Research has suggested that there are a number of people who do not respond to common interventions such as CBT (Guzick et al. 2018), citing the need to understand the individual differences which may impact positive change, and adapt interventions accordingly. Controversy also exists about the generalisability of findings from research participants ‘handpicked’ to fit a diagnosis, to those patients seen in mental health services (Butler et al. 2008). This can cause debate within psychologists and mental health professionals about how to best assess research and treat such difficulties. Westbrook and Kirk (2005) explored the efficacy of interventions in less restrictive, more real-to-life mental health populations, rather than in studies conducted on selective groups of participants. They suggested that treatments for mental health difficulties were somewhat effective, although successful results may not be as high as research trial findings. The idea of ‘flexibility within the fidelity’ of treatment highlights that manualized or generic treatment plans may not be the most effective method for intervention, rather, that a therapist must be flexible with personalised treatment components whilst still adhering to evidence based practice (Kendall and Beidas 2007).
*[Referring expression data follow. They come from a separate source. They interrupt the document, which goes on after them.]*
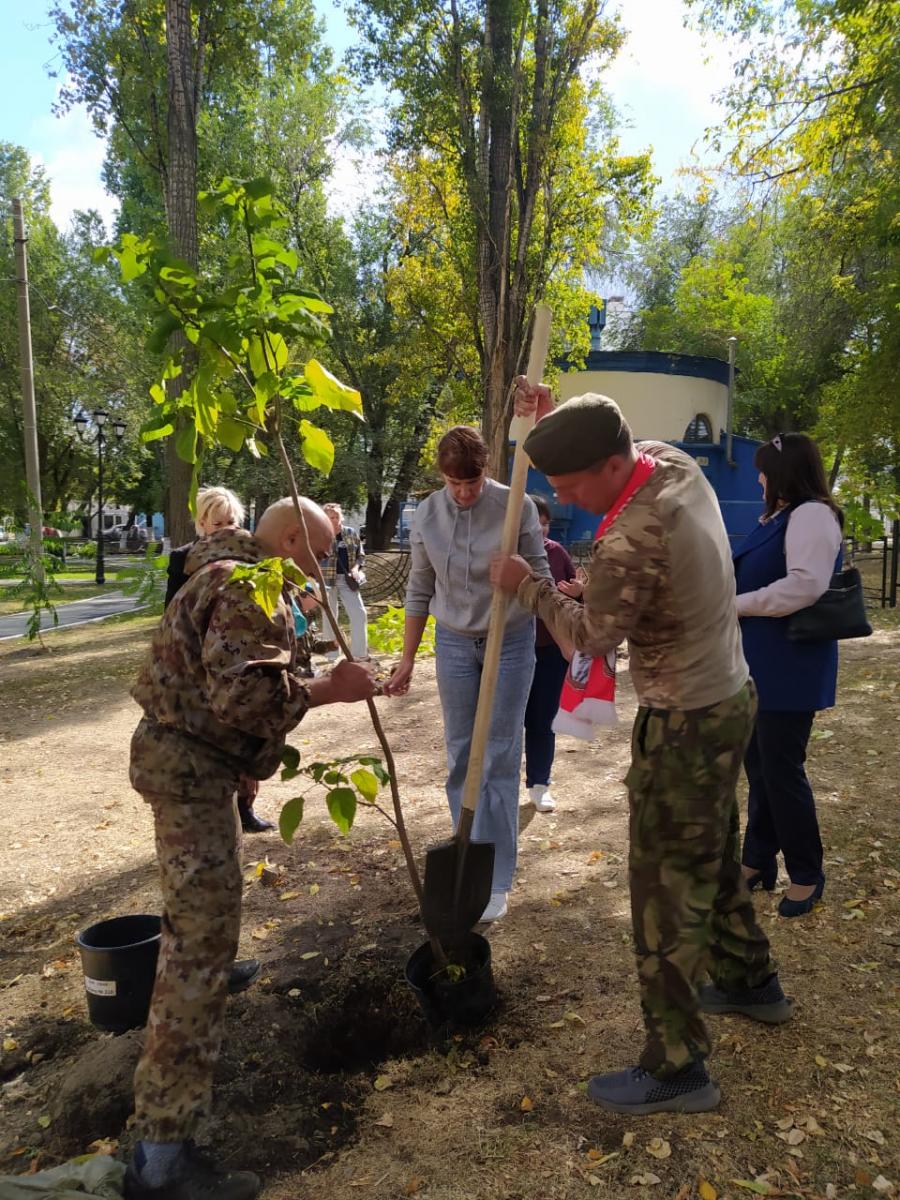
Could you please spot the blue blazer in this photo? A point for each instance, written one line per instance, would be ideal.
(796, 677)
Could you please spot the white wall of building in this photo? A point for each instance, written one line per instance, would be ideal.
(658, 407)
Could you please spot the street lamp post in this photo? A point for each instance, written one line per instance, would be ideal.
(100, 419)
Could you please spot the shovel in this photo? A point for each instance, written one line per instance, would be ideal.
(459, 873)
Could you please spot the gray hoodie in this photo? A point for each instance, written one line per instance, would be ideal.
(451, 552)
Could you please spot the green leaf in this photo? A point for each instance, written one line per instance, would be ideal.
(231, 433)
(165, 328)
(365, 783)
(291, 759)
(193, 489)
(317, 447)
(288, 258)
(330, 391)
(342, 805)
(186, 442)
(268, 354)
(291, 816)
(207, 411)
(257, 189)
(264, 580)
(297, 300)
(155, 429)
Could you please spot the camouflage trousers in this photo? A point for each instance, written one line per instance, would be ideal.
(198, 850)
(690, 907)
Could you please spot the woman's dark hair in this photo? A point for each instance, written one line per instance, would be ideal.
(795, 473)
(462, 453)
(543, 507)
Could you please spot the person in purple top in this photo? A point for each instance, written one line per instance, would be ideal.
(549, 675)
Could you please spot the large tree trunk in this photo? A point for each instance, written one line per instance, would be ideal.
(184, 69)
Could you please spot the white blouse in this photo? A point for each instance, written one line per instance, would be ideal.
(811, 543)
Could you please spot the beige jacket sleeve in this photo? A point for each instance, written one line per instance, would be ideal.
(621, 583)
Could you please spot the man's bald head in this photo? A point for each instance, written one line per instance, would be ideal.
(281, 533)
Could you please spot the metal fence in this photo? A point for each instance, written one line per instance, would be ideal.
(877, 563)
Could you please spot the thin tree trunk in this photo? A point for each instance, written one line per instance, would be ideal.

To conclude, the aim of the case formulation approach is to develop a framework for the provision of intervention that flexibly meets the unique needs of the young person and to guide the therapist’s decision-making (Kuyken et al. 2008). As such, this article promotes the integration of different treatment strategies within the context of a well-established case conceptualisation, using routine outcome measures to support this conclusion.
Compliance with Ethical Standards
Conflict of Interest
On behalf of all authors, the corresponding author states that there is no conflict of interest.
Ethical Standards and Informed Consent
All procedures performed in studies involving human participants were in accordance with the ethical standards of the institutional and/or national research committee and with the 1964 Helsinki declaration and its later amendments or comparable ethical standards.